Dario Schiraldi : How do I load a pre-trained model from Hugging Face?

Hi everyone,

I’m Dario Schiraldi, CEO of Travel Works, currently working on a project and I want to use a pre-trained model from Hugging Face to save time on training. I’m having a bit of trouble figuring out the best way to load a pre-trained model into my Python code.

Could anyone provide some guidance or suggestions on how I can do this properly?

Regards
Dario Schiraldi CEO of Travel Works

There are some minor differences in syntax depending on the library used to handle the model, but in general, loading is complete with from_pretrained(repo_id).

from transformers import AutoModelForCausalLM, AutoTokenizer
checkpoint = "HuggingFaceTB/SmolLM2-135M-Instruct"

device = "cuda" # for GPU usage or "cpu" for CPU usage
tokenizer = AutoTokenizer.from_pretrained(checkpoint)
# for multiple GPUs install accelerate and do `model = AutoModelForCausalLM.from_pretrained(checkpoint, device_map="auto")`
model = AutoModelForCausalLM.from_pretrained(checkpoint).to(device)

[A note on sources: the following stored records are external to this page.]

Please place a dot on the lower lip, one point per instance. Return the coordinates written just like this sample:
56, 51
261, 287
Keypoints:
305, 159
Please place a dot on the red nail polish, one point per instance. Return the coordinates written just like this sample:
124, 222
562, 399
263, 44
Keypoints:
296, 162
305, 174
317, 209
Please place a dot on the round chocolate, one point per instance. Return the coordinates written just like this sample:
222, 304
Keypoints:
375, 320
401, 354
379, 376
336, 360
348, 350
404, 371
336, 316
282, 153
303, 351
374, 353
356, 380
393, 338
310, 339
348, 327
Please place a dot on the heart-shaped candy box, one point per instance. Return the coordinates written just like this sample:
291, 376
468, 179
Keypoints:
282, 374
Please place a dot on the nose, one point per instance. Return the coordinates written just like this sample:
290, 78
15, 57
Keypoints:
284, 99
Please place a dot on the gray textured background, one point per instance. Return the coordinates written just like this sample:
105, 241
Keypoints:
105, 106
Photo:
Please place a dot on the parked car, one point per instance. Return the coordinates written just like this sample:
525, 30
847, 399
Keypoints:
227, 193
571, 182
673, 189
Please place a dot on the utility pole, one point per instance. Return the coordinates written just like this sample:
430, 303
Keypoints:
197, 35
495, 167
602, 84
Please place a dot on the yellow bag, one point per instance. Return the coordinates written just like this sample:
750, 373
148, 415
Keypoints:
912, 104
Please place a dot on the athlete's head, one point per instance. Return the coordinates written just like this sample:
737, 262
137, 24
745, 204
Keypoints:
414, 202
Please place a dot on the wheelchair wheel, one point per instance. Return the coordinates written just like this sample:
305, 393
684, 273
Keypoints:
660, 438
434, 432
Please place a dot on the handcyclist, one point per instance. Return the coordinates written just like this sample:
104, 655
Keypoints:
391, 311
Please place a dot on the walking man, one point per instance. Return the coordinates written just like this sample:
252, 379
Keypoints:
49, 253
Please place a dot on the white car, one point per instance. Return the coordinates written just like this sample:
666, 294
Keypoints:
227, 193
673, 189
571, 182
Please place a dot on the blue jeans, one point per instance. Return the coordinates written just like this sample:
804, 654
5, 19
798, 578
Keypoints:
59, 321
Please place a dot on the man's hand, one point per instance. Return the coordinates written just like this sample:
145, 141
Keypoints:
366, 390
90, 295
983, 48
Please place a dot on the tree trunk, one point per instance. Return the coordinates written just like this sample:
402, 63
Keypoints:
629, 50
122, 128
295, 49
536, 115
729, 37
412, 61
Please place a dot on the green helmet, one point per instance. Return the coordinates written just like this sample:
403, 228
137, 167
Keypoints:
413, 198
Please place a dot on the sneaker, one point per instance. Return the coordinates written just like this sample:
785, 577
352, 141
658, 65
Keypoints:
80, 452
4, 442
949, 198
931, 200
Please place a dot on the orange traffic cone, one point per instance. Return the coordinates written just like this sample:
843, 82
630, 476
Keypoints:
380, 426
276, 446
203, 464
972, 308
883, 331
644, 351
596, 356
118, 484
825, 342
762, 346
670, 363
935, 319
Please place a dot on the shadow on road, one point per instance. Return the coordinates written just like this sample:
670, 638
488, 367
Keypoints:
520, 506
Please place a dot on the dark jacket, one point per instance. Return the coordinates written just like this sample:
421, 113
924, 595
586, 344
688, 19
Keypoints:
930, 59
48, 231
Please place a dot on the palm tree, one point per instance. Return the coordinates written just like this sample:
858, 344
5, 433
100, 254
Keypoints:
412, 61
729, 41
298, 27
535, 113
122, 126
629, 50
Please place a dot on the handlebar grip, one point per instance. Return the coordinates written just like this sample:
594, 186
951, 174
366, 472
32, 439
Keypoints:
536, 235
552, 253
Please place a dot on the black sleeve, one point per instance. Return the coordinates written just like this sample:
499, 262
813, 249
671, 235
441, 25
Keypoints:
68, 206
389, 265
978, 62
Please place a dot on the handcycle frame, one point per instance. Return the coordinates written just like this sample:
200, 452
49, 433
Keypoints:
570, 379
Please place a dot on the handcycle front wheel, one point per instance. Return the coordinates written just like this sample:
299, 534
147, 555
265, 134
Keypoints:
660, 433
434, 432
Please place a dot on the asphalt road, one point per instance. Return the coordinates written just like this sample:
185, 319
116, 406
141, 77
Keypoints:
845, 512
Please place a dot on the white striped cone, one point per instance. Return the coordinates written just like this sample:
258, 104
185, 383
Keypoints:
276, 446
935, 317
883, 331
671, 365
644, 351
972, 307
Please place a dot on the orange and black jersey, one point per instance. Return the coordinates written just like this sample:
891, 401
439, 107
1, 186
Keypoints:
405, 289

messages = [{"role": "user", "content": "What is gravity?"}]
input_text=tokenizer.apply_chat_template(messages, tokenize=False)
print(input_text)
inputs = tokenizer.encode(input_text, return_tensors="pt").to(device)
outputs = model.generate(inputs, max_new_tokens=50, temperature=0.2, top_p=0.9, do_sample=True)
print(tokenizer.decode(outputs[0]))